よもやま解体新書

山下和也の制作、見聞記. 北へ西へ南へ。

福島ビエンナーレその2

2012-09-24 20:29:47 | Weblog
福島でのイベントの後日、日本庭園を訪れ、暫くその空間に立った。大野さんの石膏像が仏像のように佇んでいた。石膏像は太陽の光で自ら発光するかのように眩しい。池には睡蓮の花が咲いて、亀石に松のある島が浮かび、それがすぐに蓬莱山であることがわかった。大野さんのすぐ横にその島が寄り添うようにある。それはまるで、経巻の見返し絵で見たことのある絵のままであった。俄に風が吹き、小雨が通った。現代の中に古典が生きている姿を庭を歩きながらふつふつと感じた。
ありがとうフクシマ!

福島ビエンナーレその1

2012-09-19 20:57:04 | Weblog
福島ビエンナーレに行ってきました。目的は大野慶人さん、舘方比呂一さん、浅井信好さんの舞踊です。日本庭園を移動しながら、自然の中での舞踊でした。それぞれのソロが繋がっていく形式でしたが、ダンサーの個性がとても明確で、暗黒舞踊の系譜の三者でも全く違っていて見応えがありました。舘方さんは女性ファンが遠方から殺到!舞踊もエレガントでセクシー。浅井さんは即興的な舞踊で、これぞ肉体の氾濫かってぐらいの身体の暴れっぷり。大野さんは等身大の石膏像を前に静かな踊りから、最後はぶっ飛んだウサギのダンスという達人の離れ技でぴょんぴょんと会場を去って幕を閉じました。最後は谷川渥さん、渡邉晃一さんを加えたトーク。短い時間でしたが、いろいろな気付きがある内容でした。
今回の鑑賞は次回の個展のための取材と思い来たのですが、どうもこれは見当が外れた気がしました。しかし、それ以上に新たな感覚を開く何かがこの鑑賞体験の中にあると感じました。自然という舞台が、これほどまでにマッチングした舞踊を個人的にははじめて拝見しました。個展のテーマとは別に、この鑑賞体験を僕なりにかたちにして記録したいと思っています。
因みに大野さんのウサギはランボーの詩に出てくるウサギだそうで、その詩に出てくるウサギにいたく感動されたことがきっかけで今回出てきたキャラクターとのこと。

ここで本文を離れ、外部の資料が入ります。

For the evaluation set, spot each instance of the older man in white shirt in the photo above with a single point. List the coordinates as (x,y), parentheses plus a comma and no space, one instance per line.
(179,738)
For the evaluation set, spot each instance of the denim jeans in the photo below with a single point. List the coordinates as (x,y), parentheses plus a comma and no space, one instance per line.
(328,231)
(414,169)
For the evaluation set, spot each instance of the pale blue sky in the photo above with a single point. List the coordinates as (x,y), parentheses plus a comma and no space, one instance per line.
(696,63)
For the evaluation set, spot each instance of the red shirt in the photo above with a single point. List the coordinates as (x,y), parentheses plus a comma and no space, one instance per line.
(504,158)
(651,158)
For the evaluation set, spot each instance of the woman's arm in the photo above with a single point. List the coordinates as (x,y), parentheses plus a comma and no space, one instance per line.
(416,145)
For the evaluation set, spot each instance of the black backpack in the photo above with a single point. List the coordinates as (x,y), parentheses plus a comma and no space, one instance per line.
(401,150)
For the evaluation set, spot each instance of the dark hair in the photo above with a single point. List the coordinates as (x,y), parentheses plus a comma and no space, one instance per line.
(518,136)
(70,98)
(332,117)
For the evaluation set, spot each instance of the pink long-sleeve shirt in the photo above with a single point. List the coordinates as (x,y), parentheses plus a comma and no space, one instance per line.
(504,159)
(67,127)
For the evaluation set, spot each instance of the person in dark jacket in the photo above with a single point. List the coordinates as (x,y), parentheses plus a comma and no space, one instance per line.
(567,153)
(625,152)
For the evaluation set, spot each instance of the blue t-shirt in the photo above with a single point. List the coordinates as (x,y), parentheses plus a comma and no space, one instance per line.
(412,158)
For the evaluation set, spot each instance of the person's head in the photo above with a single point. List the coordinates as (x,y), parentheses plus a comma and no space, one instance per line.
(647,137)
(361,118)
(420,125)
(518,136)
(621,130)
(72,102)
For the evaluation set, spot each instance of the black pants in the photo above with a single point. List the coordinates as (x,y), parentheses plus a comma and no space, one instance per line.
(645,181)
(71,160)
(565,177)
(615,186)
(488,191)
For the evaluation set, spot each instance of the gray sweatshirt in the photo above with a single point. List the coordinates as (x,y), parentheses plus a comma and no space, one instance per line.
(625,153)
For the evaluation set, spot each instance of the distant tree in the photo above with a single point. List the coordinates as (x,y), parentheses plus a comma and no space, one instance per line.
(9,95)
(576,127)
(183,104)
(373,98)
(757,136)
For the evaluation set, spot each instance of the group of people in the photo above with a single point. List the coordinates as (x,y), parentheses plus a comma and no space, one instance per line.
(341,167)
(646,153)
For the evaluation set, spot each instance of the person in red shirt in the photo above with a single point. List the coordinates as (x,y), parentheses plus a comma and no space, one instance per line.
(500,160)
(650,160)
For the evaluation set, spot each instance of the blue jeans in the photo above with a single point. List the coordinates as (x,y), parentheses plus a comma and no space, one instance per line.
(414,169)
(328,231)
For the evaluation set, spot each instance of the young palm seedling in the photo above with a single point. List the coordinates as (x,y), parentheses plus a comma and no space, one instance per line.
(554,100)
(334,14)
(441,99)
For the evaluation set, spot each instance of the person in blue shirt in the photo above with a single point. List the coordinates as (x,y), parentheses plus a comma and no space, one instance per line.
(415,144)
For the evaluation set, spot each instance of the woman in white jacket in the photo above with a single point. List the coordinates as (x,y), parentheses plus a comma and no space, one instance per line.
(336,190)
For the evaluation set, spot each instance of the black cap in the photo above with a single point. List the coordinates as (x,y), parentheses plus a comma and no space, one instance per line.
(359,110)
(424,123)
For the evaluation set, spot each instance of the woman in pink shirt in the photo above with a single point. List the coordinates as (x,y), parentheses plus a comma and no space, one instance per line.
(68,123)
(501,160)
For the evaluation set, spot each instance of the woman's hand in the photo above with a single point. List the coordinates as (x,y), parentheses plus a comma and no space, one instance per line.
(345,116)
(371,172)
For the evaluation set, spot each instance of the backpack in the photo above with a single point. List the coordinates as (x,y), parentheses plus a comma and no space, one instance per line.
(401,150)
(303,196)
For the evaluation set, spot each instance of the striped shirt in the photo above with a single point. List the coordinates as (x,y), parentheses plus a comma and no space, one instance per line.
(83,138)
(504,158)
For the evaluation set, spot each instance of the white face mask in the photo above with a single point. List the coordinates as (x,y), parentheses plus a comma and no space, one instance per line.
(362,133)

ランボーの詩のウサギが依り代となって大野さんのウサギになったそうです。きっかけはわからないもので、僕にとっての今回の作品の依り代は大野一雄さんで、それが僕の寒山拾得や絵画になった。それは大野さんのウサギのようなもので、あくまで自分本意の解釈なのだけど、自分の解釈であらたなものを作り出すって基本であって大事ですよね。